Antes mesmo de Tania falar alguma coisa, Sandra, a recepcionista, entrou na copa e foi logo dizendo:
- Gente, a coisa tá preta lá pros lados da Zona Norte! Acabei de ler num site que encontraram o helicóptero que caiu.
- E que mais o site dizia? – perguntou Erika, assustada.
- Todos os tripulantes conseguiram sobreviver com exceção de um. Acho que era um tal de Alexandre Souza Reis ou Silva Reis. Alguma coisa assim.
Katia foi ficando branca, tentou se apoiar na mesa da copa, e se não fosse pela rapidez de Tania, teria ido ao chão. As meninas acudiram-na e, em pouco tempo, ela recobrou os sentidos, mas começou um choro convulsivo. Tania estava tentando acalmar a amiga quando seu celular vibrou. No visor aparecia: Roberto. Ela deixou Katia aos cuidados de Sandra, e foi atender a chamada. Roberto estava bem. Seu helicóptero era outro. Embora Tania se sentisse um pouco mais calma, ela não podia ignorar a dor de Katia.
Tania contou ao chefe o que acontecera, e ele a liberou para levar Katia em casa. Ao chegarem lá, Tania conseguiu, a muito custo, que a amiga tomasse um banho, comesse algo e engolisse um sedativo. Depois, Katia conseguiu finalmente dormir. Tania ficou ali velando o seu sono, mas, ao mesmo tempo, sua cabeça não parava de pensar um minuto sequer. Essa era a vida da mulher de um policial? Será que era isso que queria para si?
Às nove da noite, Tania já estava, em casa, de pijamas.

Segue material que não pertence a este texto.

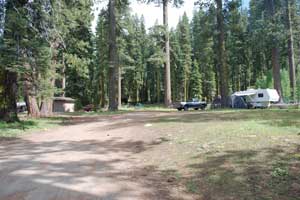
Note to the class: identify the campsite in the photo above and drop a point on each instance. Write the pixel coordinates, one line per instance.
(149, 99)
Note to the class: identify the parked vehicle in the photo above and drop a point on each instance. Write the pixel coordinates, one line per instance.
(194, 104)
(260, 98)
(21, 107)
(88, 108)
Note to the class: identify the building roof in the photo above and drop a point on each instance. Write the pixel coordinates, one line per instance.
(65, 99)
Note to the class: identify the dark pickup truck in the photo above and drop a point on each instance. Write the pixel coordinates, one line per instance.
(194, 104)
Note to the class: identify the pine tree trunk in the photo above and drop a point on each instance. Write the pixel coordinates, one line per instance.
(276, 71)
(221, 54)
(275, 55)
(113, 62)
(292, 68)
(103, 91)
(63, 82)
(168, 100)
(46, 108)
(119, 88)
(47, 102)
(30, 98)
(8, 101)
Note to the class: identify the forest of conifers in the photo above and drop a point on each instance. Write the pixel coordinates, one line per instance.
(48, 49)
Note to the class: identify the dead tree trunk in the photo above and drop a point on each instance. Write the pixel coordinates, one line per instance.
(168, 100)
(292, 68)
(113, 58)
(275, 53)
(30, 93)
(8, 96)
(223, 69)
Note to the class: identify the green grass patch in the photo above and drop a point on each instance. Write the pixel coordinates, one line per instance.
(235, 154)
(16, 129)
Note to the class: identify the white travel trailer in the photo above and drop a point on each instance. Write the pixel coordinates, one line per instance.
(260, 98)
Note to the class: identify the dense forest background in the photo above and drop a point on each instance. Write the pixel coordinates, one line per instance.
(48, 49)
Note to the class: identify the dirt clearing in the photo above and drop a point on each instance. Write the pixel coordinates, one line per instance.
(157, 155)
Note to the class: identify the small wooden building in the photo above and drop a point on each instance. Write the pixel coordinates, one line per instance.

Estava exausta. Quando já ia deitar, o telefone tocou. Ela não precisava nem olhar para o celular para saber de quem se tratava.
- Alô. – disse Tania.
Roberto falou por um tempo enquanto ela só ouvia. De repente, ela o interrompeu e disse:
- Roberto! Roberto! Uma vez na vida fique calado e me escute. Pensei muito em nós dois, e entendi que amar um policial é um pacote fechado – é tudo ou nada. Tem o lado bom, que é estar perto de quem se ama, mas tem também a angústia de viver sobressaltada, sem saber se seu homem volta de uma missão ou não. Quem tem a sua profissão, Roberto, precisa de uma companheira tão corajosa quanto você. Desculpe, mas não é esse o meu caso. Eu amo você, entendo a importância do seu trabalho, porém não consigo me imaginar, passando o resto de minha vida, sofrendo como no dia de hoje. O problema não é você, sou eu. Você precisa de uma guerreira, e eu sou covarde. Sinto muito. Adeus.
Ao dizer as últimas palavras, Tania desligou o telefone, apagou a luz e chorou até conseguir dormir.